Be it festival time, birth celebration, marriage ceremony or funeral, homemade wine, beer and spirits have been an integral part of both regular tribal life as well as during festivals. During the Meghnath fair, a major festival that comes in November and December, they share beverages and sing folk songs to enjoy the mood. The use of Mahua wine, locally known as Gapai, is common among the tribesmen at various occasions. Salphi and Chhind Ras are also enjoyed.
Chhind Ras is the fresh juice of fruits of Indian date palm. It is consumed directly after collecting the sap. Also, the sap is fermented and distilled to obtain more concentrated brew. Lenda (rice beer) is one of the most important beverages, prepared by boiling equal amounts of rice, Kutki and Madia (Ragi) flour and then fermenting it for twenty-one days.
Aam (mango) is another favorite fruit of the Patalkot tribals used in preparing wine. To make wine from the fruit, mango juice is collected and poured in a big earthen pot. It is then kept in a dark room for twelve days. Often the fermented juice is distilled along with Gud (jaggery – a sugar popular in India). According to the tribals, mango juice is similar to grape juice in terms of sugar and acidity. For making white Aamiya (mango brew), fermentation of juice without mango skin is considered, whereas for red brew, the mango isn’t skinned before fermenting. Later, the skin is removed by filtering.

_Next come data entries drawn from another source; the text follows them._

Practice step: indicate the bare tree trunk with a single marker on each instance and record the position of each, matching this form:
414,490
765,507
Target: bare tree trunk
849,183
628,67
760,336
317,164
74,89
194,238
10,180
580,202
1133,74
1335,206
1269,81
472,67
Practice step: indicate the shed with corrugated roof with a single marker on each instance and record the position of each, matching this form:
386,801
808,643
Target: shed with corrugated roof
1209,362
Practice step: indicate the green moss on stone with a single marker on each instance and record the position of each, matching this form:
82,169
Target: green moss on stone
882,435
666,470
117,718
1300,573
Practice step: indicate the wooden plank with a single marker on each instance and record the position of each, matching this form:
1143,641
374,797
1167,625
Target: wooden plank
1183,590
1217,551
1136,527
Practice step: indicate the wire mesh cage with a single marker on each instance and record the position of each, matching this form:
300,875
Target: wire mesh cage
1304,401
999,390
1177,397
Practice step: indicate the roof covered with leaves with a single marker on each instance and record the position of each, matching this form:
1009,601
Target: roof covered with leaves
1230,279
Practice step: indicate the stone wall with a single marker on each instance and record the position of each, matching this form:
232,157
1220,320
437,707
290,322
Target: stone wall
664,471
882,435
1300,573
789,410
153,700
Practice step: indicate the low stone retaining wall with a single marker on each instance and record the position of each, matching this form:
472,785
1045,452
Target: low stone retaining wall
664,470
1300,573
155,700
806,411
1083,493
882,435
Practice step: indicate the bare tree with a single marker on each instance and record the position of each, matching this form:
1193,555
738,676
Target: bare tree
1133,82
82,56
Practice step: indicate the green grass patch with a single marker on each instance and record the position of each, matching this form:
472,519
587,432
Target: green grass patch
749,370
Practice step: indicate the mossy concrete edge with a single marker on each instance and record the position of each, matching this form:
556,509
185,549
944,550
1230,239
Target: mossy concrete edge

Peja is a very popular beverage among the Patalkot tribes. To prepare Peja, 100 grams of Corn Poppy flour is boiled in 2 liters of water. Salt is added to taste. Some tribesmen add Maize flour and curd to enhance its flavor. The whole mixture is then kept in a dark room for ten days to ferment. This is often served during the marriage ceremony. Gapai is another most commonly used local preparation. Mahua (Indian Honey tree) flowers are collected from the forest and with other ingredients, allowed to ferment for a few days, then distilled.
One very interesting but rare type of spirit, known as Kaveet daru, is part of a special event among the Bharias of Patalkot. Every year when there is a full moon night in the month of March, they serve Kaveet daru to everyone in the village. The ingredients for the preparation of Kaveet daru include: Kaveet (Wood Apple), mixed fruits such as lemon, orange, guava or Plum and Nau-sadar (sal ammoniac). The celebratory drink is made by mixing 10 Kg of jaggery (unrefined sugar from palm sap) and 20 liters of water in a large earthen pot and boiling the mixture for twenty minutes. Next, 5 kilograms of Kaveet and the other fruits are added to the boiling mixture. The ingredients are thoroughly mixed together and allowed to ferment for twelve to fourteen days in a cool dark room. Once the fermentation takes place, the pot is taken out and the mixture is boiled again for three hours. Finally, the mixture is then distilled by passing it through a water-cooled pipe and collected through a funnel into another pot and served.